Stanford NER is a named-entity recognizer based on linear chain Conditional Random Field (CRF) sequence models. This post details some of the experiments I’ve done with it, using a corpus to train a Named-Entity Recognizer: the features I’ve explored (some undocumented), how to setup a web service exposing the trained model and how to call it from a python script.

Stanford NER

Stanford NER requires Java, I’ve used StanfordNER 3.8.0, which requires Java v1.8+, so the first thing is to have Java v1.8+ installed and running on your system.

Once Java is setup, you can run Stanford NER using one of the already trained models, which are distributed together with the zip file.

Create a file with a sample sentence in english.
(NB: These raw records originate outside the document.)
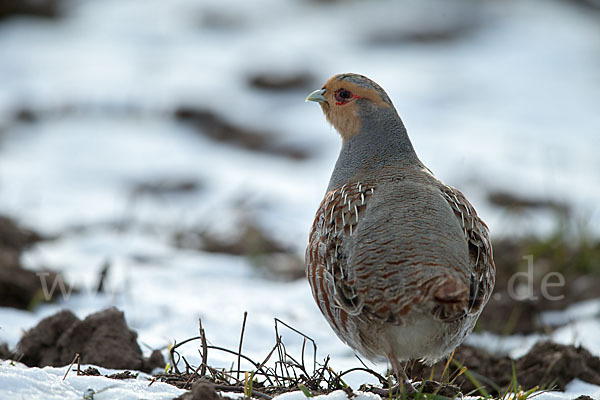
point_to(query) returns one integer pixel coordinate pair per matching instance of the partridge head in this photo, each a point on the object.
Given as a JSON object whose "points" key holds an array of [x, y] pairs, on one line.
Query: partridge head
{"points": [[399, 263]]}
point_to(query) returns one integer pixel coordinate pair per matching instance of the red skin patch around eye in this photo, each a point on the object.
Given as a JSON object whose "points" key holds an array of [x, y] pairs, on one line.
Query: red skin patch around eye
{"points": [[341, 103]]}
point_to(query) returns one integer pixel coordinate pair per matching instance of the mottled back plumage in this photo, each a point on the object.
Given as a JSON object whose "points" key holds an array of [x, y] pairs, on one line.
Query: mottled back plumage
{"points": [[399, 263]]}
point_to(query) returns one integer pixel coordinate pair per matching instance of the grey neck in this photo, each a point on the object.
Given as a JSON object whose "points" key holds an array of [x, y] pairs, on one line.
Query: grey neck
{"points": [[381, 145]]}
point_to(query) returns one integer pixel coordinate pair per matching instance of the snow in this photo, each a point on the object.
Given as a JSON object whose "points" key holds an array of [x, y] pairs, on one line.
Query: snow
{"points": [[512, 105], [18, 381]]}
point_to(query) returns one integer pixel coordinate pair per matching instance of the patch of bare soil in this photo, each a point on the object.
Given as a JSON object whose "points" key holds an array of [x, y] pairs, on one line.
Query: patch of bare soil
{"points": [[276, 81], [101, 339], [546, 365], [165, 187], [19, 287], [562, 272], [5, 353], [275, 260], [219, 129], [50, 9]]}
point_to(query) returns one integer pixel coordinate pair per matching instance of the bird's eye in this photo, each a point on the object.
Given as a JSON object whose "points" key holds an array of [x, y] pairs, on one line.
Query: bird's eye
{"points": [[343, 95]]}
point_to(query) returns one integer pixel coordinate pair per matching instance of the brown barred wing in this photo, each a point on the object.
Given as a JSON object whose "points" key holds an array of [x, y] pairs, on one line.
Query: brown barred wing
{"points": [[477, 236], [332, 284]]}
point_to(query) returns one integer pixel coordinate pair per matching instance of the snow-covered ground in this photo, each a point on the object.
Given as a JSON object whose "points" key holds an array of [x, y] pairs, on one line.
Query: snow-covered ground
{"points": [[511, 104]]}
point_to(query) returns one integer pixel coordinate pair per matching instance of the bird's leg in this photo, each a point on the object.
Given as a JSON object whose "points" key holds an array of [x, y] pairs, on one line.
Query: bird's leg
{"points": [[401, 374]]}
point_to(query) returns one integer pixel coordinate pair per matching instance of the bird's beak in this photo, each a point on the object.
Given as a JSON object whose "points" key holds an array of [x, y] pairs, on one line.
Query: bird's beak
{"points": [[317, 96]]}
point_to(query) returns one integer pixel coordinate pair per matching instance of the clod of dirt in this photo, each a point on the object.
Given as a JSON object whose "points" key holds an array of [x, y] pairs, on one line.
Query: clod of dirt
{"points": [[279, 82], [515, 202], [440, 389], [122, 375], [201, 390], [50, 9], [576, 261], [165, 187], [545, 364], [21, 288], [91, 371], [5, 353], [211, 125], [549, 362], [101, 339]]}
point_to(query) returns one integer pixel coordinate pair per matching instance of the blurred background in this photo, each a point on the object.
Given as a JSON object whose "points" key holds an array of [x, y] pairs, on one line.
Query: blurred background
{"points": [[165, 149]]}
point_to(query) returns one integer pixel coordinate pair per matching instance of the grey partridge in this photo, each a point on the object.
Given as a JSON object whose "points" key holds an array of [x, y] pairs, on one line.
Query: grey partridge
{"points": [[398, 262]]}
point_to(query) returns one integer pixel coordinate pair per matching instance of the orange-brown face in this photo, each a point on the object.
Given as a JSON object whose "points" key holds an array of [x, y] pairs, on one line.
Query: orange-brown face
{"points": [[339, 99]]}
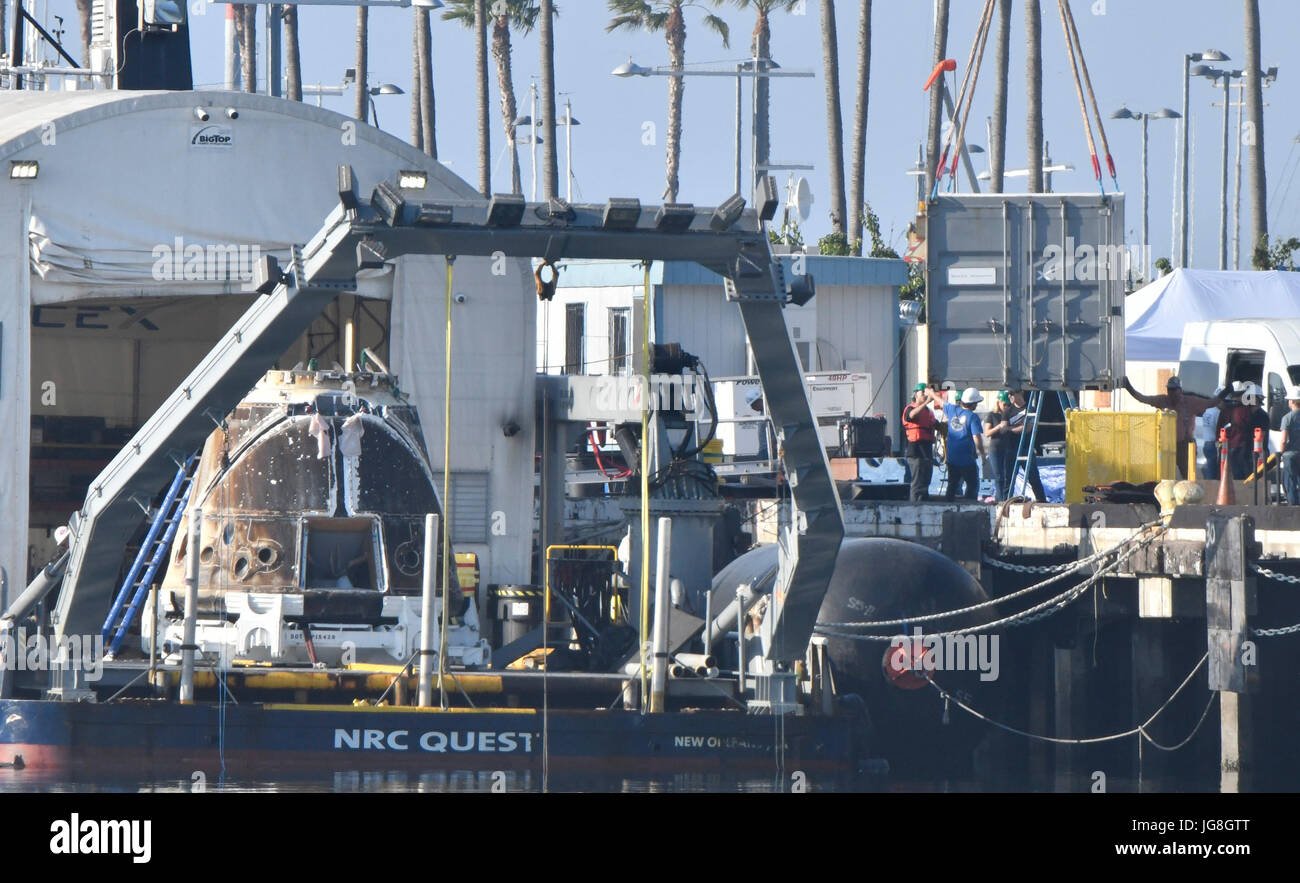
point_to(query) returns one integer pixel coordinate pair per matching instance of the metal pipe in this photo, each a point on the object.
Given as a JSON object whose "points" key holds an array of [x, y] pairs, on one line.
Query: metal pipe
{"points": [[46, 580], [430, 555], [661, 617], [191, 605]]}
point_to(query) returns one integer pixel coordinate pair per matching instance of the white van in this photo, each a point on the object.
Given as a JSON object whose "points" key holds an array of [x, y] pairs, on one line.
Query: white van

echo "Switzerland, Davos 2018: Soros accuses Trump of wanting a 'mafia state' and blasts social media." > test_file.txt

Then, to apply the english.all.3class.distsim.crf.ser.gz to the sentence above, run the java command shown bellow:

java -cp stanford-ner-2017-06-09/stanford-ner.jar -loadClassifier classifiers/english.all.3class.distsim.crf.ser.gz -textFile test_file.txt

This should output:

Switzerland/LOCATION ,/O Davos/PERSON 2018/O :/O Soros/PERSON accuses/O Trump/PERSON of/O wanting/O a/O `/O mafia/O state/O '/O and/O blasts/O social/O media/O ./O

The output of the model can be configured with the -outputFormat parameter, for instance, with -outputFormat tsv, you get:

Switzerland	LOCATION
,	O
2018	O
:	O
accuses	O
of	O
wanting	O
a	O
`	O
mafia	O
state	O
'	O
and	O
blasts	O
social	O
media	O
.	O

The possible formats are: xml, inlineXML, tsv or slashTags

Training your own model

This section describes the basic steps to train your own NER model, from pre-processing the corpus (if needed), creating k-folds for cross-fold validation, defining the features to use, and running Stanford NER in evaluation mode.


I’ve used a annotated corpus which unfortunately isn’t public available, and this experiments were done in the context of a research project while doing my PhD, with the goal to train a named-entity recognizer for Portuguese. The CINTIL Corpus – International Corpus of Portuguese is only available through a commercial or academic research license.


The first thing I did was to pre-process the original corpus. In it’s original form, CINTIL doesn’t contain any contractions of prepositions and articles, most probably the tokenizer used to pre-process the corpus, before the annotations being added, extended all the possible contractions among prepositions and articles, for instance:

Na freguesia, a populaçao ... appears as: Em a freguesia, a população ...

Daí que ele julgou ... appears as De aí que ele julgou que ...

You can read more about Portuguese contractions here and here.

So I come up with a script (very quick and dirty) to convert the extended contractions back to the short original forms, since that is the way one finds most of the news texts in Portuguese.

I also converted the original corpus format into a CoNNL style format, i.e., one token per line, since the original corpus is distributed in XML format.

Then, I discard some annotations (i.e., MSC and EVT) which were not relevant for my experiments. I’ve kept the original BIO encoding schema for 4 different types of named-entities, resulting in a total of 30 343 sentences, and the following number of tags for each token:

          Total Number of Tokens

B-LOC            5 831   
I-LOC            2 999   

B-ORG            6 404
I-ORG            5 766

B-PER           11 308
I-PER            8 728  

B-WRK            1 532
I-WRK            2 192  

O              594 077
Total          638 837


I’ve created 5 folds, with around of 6 068 sentences per fold, over the original corpus. I noticed after looking at the distribution of types of entities per fold, that the folds were unbalanced.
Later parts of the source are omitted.